少女時代に読んだ沢山の外国の物語や、娘時代に観た数々の洋画を通して、わたしが抱いた憧れ。

所狭しと壁に飾られた家族写真。… 家族を大切にしてるんだなあ。

お父さん、お母さん、じゃなくて名前で呼び合う夫婦。… なんて素敵なんだろう。

子どもたちが椅子に乗って、大人の背より高いクリスマスツリーに飾り付けしてる光景。… いいなあ。
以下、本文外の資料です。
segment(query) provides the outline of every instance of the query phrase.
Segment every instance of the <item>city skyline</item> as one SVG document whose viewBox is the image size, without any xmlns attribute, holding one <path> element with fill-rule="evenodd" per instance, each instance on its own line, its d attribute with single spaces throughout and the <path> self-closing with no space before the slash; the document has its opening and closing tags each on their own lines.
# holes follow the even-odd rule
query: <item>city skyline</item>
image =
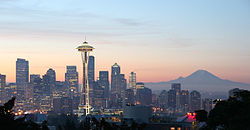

お客様がいらしたときや特別な時にだけ出される特別な食器を見てワクワクする子どもたち。….わたしも真似したい。

でも、何より一番憧れたのは、親たちが  “I am proud of my children. ”  と、誇らしげに言うシーンだった。

当時考えられなかったんだよね。親が人前で子どもを褒めるなんて。

日本人の謙虚さなのか、家族を褒めたら自慢してると受け取られるからか、とにかく子どもの頃のわたしは人前で親から褒められたことなんかなかった。誰かがわたしを褒めてくれても親が打ち消す。むしろけなされる。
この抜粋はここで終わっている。